A Pastoral Carcerária, em parceria com o Instituto Brasileiro de Ciências Criminais (IBCCRIM) e a Plataforma Brasileira de Políticas de Drogas produziu uma série de entrevistas e vídeos com Cristiano Maronna, secretário executivo da Plataforma, para discutir e ampliar o debate sobre um dos pontos da Agenda Nacional Pelo Desencarceramento: o combate à criminalização do uso e comércio de drogas.
Nesta parte, Cristiano analisa pontos positivos e negativos da política de drogas brasileira, além de refletir sobre que políticas deveriam ser criadas ou ampliadas para lidar com o consumo problemático de drogas. Para ele, é preciso criar uma política de prevenção de verdade.
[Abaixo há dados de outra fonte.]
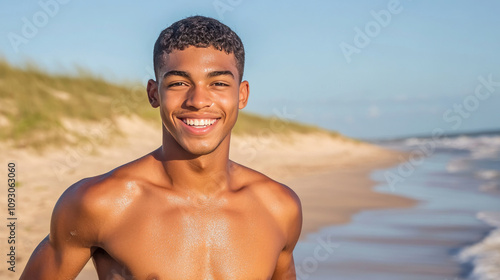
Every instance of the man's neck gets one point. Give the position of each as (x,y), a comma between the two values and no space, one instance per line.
(200,175)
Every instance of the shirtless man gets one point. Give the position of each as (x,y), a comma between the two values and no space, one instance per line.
(183,211)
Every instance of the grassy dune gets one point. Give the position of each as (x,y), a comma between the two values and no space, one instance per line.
(39,109)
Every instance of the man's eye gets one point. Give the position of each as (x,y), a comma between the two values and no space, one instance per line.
(177,84)
(219,84)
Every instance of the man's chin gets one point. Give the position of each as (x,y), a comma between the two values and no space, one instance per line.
(200,149)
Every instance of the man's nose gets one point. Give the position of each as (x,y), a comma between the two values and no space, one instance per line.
(198,98)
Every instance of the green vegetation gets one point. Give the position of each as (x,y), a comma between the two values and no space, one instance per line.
(36,106)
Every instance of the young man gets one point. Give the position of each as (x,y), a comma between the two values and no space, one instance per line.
(184,211)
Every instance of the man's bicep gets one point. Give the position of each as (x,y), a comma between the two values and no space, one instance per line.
(55,262)
(285,267)
(66,250)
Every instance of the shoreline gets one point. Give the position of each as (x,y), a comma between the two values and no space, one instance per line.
(297,160)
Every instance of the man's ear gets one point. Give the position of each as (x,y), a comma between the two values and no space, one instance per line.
(152,90)
(243,94)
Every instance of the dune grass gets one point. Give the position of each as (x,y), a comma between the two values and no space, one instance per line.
(36,104)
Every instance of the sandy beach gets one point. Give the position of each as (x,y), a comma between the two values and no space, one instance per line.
(300,161)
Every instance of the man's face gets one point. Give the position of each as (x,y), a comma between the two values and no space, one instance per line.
(199,94)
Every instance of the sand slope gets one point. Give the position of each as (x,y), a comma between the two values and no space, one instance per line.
(330,175)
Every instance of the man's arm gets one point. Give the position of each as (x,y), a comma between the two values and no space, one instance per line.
(66,250)
(292,214)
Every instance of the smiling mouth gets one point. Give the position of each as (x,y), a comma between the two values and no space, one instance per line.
(199,123)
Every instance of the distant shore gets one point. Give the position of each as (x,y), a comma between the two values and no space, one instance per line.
(330,175)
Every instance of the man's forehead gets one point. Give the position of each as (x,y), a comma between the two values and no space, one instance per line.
(199,58)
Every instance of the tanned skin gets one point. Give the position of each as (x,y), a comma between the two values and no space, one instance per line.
(183,211)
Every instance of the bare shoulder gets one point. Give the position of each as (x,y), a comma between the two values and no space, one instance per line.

“Não haverá evolução nessa matéria se nós como sociedade não evoluirmos e reconhecer que as drogas são parte da vida, da realidade. Que seres humanos e substâncias psicoativas tem uma relação ancestral, e que essa relação precisa ser debatida e compreendida. Essa ideia de simplesmente negar, considerar todo e qualquer consumo de drogas inequívoco e nocivo é uma inverdade”.
Quais políticas deveriam ser criadas ou ampliadas para lidar com o consumo problemático de drogas?
A primeira e mais importante medida é acabar com a proibição. Me refiro não apenas a transformar o consumo numa atividade lícita, mas também à produção, distribuição e comércio. Não adianta deixar de considerar crime apenas o consumo e continuar a incriminar o comércio, porque os pobres vão continuar sendo traficantes.
A solução não vem apenas com a descriminalização da posse. Essa é a primeira e mais importante medida. A segunda é criar uma política de prevenção de verdade. Hoje o principal programa preventivo que a gente tem no Brasil é o PROERD (Programa Educacional de Resistência às Drogas), que é um programa ridículo.
O material educativo do PROERD diz que “maconheiro não é gente”. É uma mensagem ignorante e que estimula a violência: se o maconheiro não é gente, ele tem que desaparecer.
É mais ou menos uma tentativa de repetir a estratégia do crack. Quando ala em prevenção ela deve levar informação científica às pessoas de modo que elas refletissem sobre isso e decidissem por si só não usar drogas.
Evidentemente precisamos de um programa de prevenção nas escolas. As escolas simplesmente não discutem drogas. O aluno das escolas de ensino fundamental ou médio que é pego com drogas é expulso, é a ideia da maçã podre.
E é uma hipocrisia. Há muitos outros alunos que não são flagrados, e que a partir dessa mensagem percebem que o problema não é o uso de drogas, mas ser flagrado com drogas. E essa discussão não entra na escola como não entra na maior parte da sociedade, porque o moralismo e o tabu moral impedem.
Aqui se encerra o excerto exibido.